The Company accounts for its interest in SAFE&CEC S.r.l. using the equity method of accounting because the Company does not control but has the ability to exercise significant influence over SAFE&CEC S.r.l.’s operations. The fair value of the CEC Combination was determined using the income valuation approach. Under the income approach, the Company used a discounted cash flow model (“DCF”) in which cash flows anticipated over several periods, plus a terminal value at the end of that time horizon, are discounted to their present value using an appropriate expected discount rate. The discount rate used for cash flows reflects capital market conditions and the specific risks associated with the business. This valuation approach is considered a Level 3 fair value measurement. If actual results, market and economic conditions, including interest rates, and other factors are not consistent with management’s estimates and assumptions used in this calculation, the Company may be exposed to additional impairment losses.

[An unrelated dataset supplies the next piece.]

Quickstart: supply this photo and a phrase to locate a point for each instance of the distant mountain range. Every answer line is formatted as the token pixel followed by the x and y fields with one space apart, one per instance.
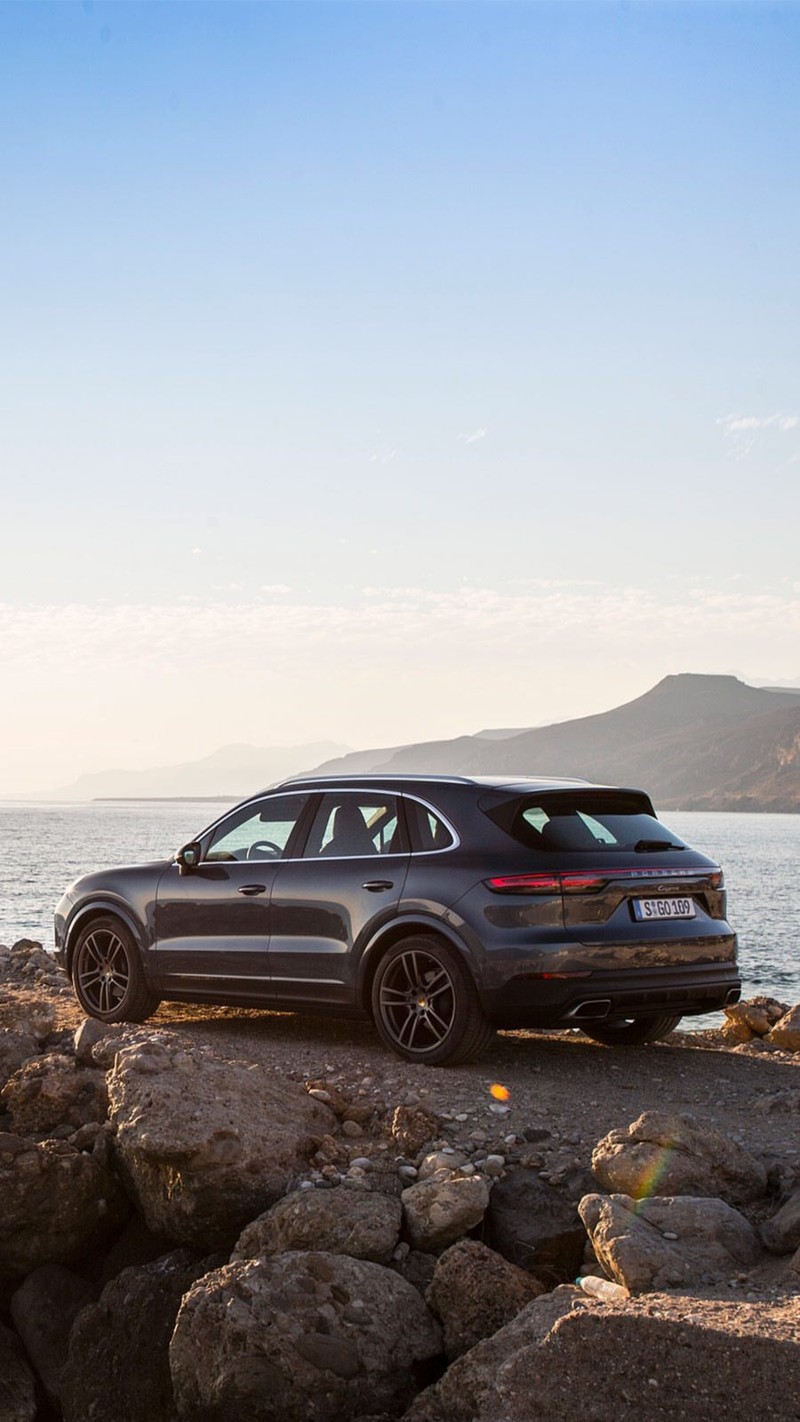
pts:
pixel 232 772
pixel 692 741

The CEC Combination resulted in a loss of $6.5 million, which was recorded in “Loss from formation of equity method investment” in the accompanying consolidated statements of operations for the year ended December 31, 2017. The Company incurred working capital adjustments, funding for certain post-closing commitments, and transaction fees, of which $3.3 million and $1.0 million was unpaid and recorded in “Accrued liabilities” in the accompanying consolidated balance sheets as of December 31, 2018 and 2019, respectively. Included in this loss amount is goodwill of $3.6 million that was allocated to the disposed assets based on the relative fair values of those assets and the portion of the reporting unit that was retained. Prior to the CEC Combination, CEC had a pre-tax loss of $45.1 million for fiscal year 2017.

Subsequent to December 29, 2017, the Company recorded an increase of $1.2 million in anticipated relocation expenses under the investment agreement in “Accrued liabilities” in the accompanying consolidated balance sheet as of December 31, 2018 and in “Loss from formation of equity method investment” in the accompanying consolidated statements of operations for the year ended December 31, 2018. The Company recorded income (loss) from this investment of $(2.9) million and $0.0 million for the years ended December 31, 2018 and 2019, respectively. The Company had an investment balance in SAFE&CEC S.r.l. of $23.4 million and $23.7 million as of December 31, 2018 and 2019, respectively.

The Company determined that the CEC Combination did not meet the definition of a discontinued operation because the disposal did not represent a strategic shift that will have a major effect on the Company’s operations and financial results.